Actual permissions can be (and are) assigned to any role (not only the leaf), e.g.:

role permission
1 read invoices
1 create invoices
2 modify invoices
3 approve invoices

In this specific use case inheritance goes up the tree, i.e. role 2 has all permissions of roles 2 and 3, and role 1 has all permissions of roles 1, 2 and 3. A junior would get role 3 (fewest permissions), a senior role 2 (more permissions) and a manager role 1 (most permissions).

This example is still simple and (crucially) a strict tree, not a directed acyclic graph. In reality, the lowest level roles contain permissions for individual tasks, like "view sales orders" or "modify AP master data". These tasks are included in the (job) roles of several employees, and therefore have multiple parent roles.

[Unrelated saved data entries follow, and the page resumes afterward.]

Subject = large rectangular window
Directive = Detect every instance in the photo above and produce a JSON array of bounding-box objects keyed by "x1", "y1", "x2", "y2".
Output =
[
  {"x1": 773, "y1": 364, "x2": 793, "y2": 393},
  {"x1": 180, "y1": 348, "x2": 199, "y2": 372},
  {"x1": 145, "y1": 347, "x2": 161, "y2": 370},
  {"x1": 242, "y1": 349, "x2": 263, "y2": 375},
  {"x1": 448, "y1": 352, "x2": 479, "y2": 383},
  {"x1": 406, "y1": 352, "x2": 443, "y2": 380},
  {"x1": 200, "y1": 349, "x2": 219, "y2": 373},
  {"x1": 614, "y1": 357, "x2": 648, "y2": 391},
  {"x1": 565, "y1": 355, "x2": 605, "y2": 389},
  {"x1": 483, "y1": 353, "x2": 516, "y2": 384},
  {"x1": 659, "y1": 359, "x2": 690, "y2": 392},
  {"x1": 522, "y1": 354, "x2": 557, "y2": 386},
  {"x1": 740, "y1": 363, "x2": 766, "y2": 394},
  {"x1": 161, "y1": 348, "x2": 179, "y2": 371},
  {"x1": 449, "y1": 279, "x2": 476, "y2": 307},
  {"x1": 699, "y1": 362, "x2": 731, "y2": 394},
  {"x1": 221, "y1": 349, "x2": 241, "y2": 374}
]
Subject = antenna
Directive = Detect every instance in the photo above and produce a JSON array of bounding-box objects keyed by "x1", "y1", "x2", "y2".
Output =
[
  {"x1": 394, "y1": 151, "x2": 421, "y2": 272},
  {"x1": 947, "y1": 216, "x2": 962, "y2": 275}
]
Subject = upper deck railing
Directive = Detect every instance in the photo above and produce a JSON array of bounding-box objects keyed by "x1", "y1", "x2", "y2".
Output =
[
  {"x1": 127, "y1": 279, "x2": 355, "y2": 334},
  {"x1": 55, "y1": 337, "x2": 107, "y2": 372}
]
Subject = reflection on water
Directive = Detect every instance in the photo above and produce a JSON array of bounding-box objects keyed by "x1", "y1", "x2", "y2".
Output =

I implemented this with a pair of Repeat actions, one for the tree expansion, another for partial paths (pretty much the same as with the Hierarchy path.

Repeat.morph (27.1 KB)

findings

  • moving the output even closer to that of Hierarchy path simplified the flow. This is a testament to the design of the I/O formats for Hierarchy path.
  • I didn't find a way of having the input passed to the Repeat action, so I resorted to writing it to disk outside the Repeat action, and reading it from disk inside the Repeat action.
  • The actual tree expansion was the easy bit. My addition of specifications (and guarantees) about partial paths and self-paths added quite a bit of logic.
  • I didn't expect to even get close to the performance of a native easymorph action, but I shouldn't have bothered checking: yes, the native Hierarchy path is probably faster, but it doesn't matter. Both run in milliseconds, even on an artificially inflated dataset of 1 million rows.
  • Fortunately, I did check performance, because it pointed me to memory being a limiting factor. Below is the max memory consumption for the entire flow (the difference between the two options.
    rows max. memory
    0 175MB
    1000 500MB
    10000 740MB
    100000 2.5GB
    1000000 9.5GB

The memory consumption came as somewhat of a surprise to me. The as the data for the largest input (1 million rows, 2 columns with longest total text length of 4 characters) would take up 12MB uncompressed (assuming null-terminated strings and UTF16). This is purely theoretical, of course, and I realise that the data structure would take up extra space. On the other hand, the data should compress well; even a simple integer replacement of unique values would reduce the theoretical data size to 3MB. Saving the tree to disk showed that in practice, the data structure takes up much more space: on disk, the input data takes up 250MB. I might dig into this a bit more.

1 Like

EasyMorph uses columnar compression that doesn't work well on columns with long unique strings. In such cases, columnar compression even increases data, instead of compressing it. This can be particularly noticeable on synthetic datasets.

In real life, datasets typically have mixed column types, so overall columnar compression does compress data.

Besides that, the "Repeat" action keeps all intermediate results of each iteration in memory and that increases memory consumption as well.